Mais quand arrive le petit pont sur la rivière Kinokawa c’est autre chose, le mystère et le silence reprennent leurs droits. Vient l’enclos où le moine médite perpétuellement. On raconte en effet que lorsque le moine Kukai eut fini son œuvre, il se mit entre les parois d’un cercueil et décida d’entrer en méditation. Des années plus tard, on ouvrit le cercueil : les cheveux et les ongles avaient poussé mais il était encore vivant, alors on referma le couvercle et on se dit qu’il continuait sa méditation pour l’éternité. On l’alimente encore. Nous avons vu en visitant le Kongobu-ji, les cuisines où sont confectionnés chaque jour les repas qui lui sont amenés (sans doute les mêmes que ceux dont nous nous sommes nous-mêmes nourris). Bien sûr, on n’accède pas à la tombe. Elle est quelque part par là, au milieu des fleurs de lotus dorées qui s’élèvent sur un promontoire ombragé. En sous-sol de l’endroit, en regardant bien, on voit, paraît-il, la trace laissée par Kobo Daïshi quand il s’est assis là, mais je n’ai rien vu, même en plissant les yeux. Au retour, nous croisons des pélerins vêtus de blanc.

Le lendemain nous partirons de Koya par nos propres moyens. C’est-à-dire le funiculaire qui part de la petite gare assez loin de notre shubuko (nous y allons en bus), descend jusqu’à la base du mont Koya au lieu dit Gokurakubashi où nous devons prendre le petit train de montagne jusqu’à Hashimoto. Moment délicieux de déplacement printanier dans un tortillard qui s’arrête à toutes les gares, parfois pour une dizaine de minutes ce qui nous permet de descendre afin de faire des photos, dont celles de chalets, au loin sur le flan de montagne opposé qui ressemblent furieusement à ceux de Suisse. Hashimoto c’est déjà la plaine. Il faut poursuivre par un train qui, déjà, n’est que le métro d’Osaka.

(1) le bouddhisme ésotérique est une variante du bouddhisme rapportée de Chine par les moines Saicho et Kûkai vers 800, la doctrine est aussi appelée mikkyô, elle appartient au mahayana. Selon elle, l’univers entier n’est qu’une manifestation d’énergies émanant de la divinité centrale, le Bouddha Dainichi (Vairocana), lequel est présent partout, dans chaque pensée, dans chaque action, dans chaque parole. Le mikkyô doit son nom au fait que sa doctrine n’est révélée qu’aux fidèles convenablement initiés à ses nombreux secrets. L’état de Bouddha est accessible ici-bas, autrement dit le monde pourrait être le paradis de Bouddha. Afin d’atteindre cet état suprême, l’individu se soumet à des rites élaborés et rigoureusement ordonnancés qui se déroulent dans de petites salles à moitié plongées dans l’obscurité (d’après l’Art du Japon, de Miyeko Murase).

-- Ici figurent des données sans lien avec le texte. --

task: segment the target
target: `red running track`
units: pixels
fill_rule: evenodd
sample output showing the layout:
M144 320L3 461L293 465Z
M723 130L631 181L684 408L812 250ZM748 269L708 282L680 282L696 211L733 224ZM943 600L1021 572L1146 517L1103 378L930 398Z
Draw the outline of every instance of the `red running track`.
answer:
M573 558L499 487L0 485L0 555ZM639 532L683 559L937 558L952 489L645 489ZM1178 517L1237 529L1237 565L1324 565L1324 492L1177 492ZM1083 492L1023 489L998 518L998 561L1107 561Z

Cet article, publié dans Japon, est tagué , , , , . Ajoutez ce permalien à vos favoris.

3 commentaires pour Au coeur du bouddhisme ésotérique

  1. Debra dit :

    Encore un dépaysement reposant, Alain, merci.

    Il est réconfortant de penser qu’il existe encore des enfants curieux d’apprendre comme Tatsuki. Mes petits enfants ont soif d’apprendre l’anglais, mais je rechigne, non pas par désir de garder ma langue pour moi, je crois, que par tristesse de voir tant de Français perdre le goût de leur propre langue pour une langue dévitalisée, de mon point de vue.

    La nourriture dans les monastères… Je me dis qu’il vaut mieux ne pas être dans un monastère pour manger, et cela depuis la nuit des temps. Monastère au Japon, monastère en Europe, la nourriture me semble obéir aux même règles…

    J’aime

    • alainlecomte dit :

      Les enfants japonais sont fantastiques, pleins de vie et d’originalité, l’éducation primaire vise essentiellement à ce qu’ils développent leurs talents (calligraphie, musique, dessin…). C’est malheureusement après que ça se gâte…

      J’aime

      • Debra dit :

        La grande entreprise pour faire de nous des Adultes Utiles à la Collectivité (AUC) créé l’adultite, selon mon… diagnostic. Puisque nous croyons dans les diagnostics, j’ajoute mon grain de sel, là.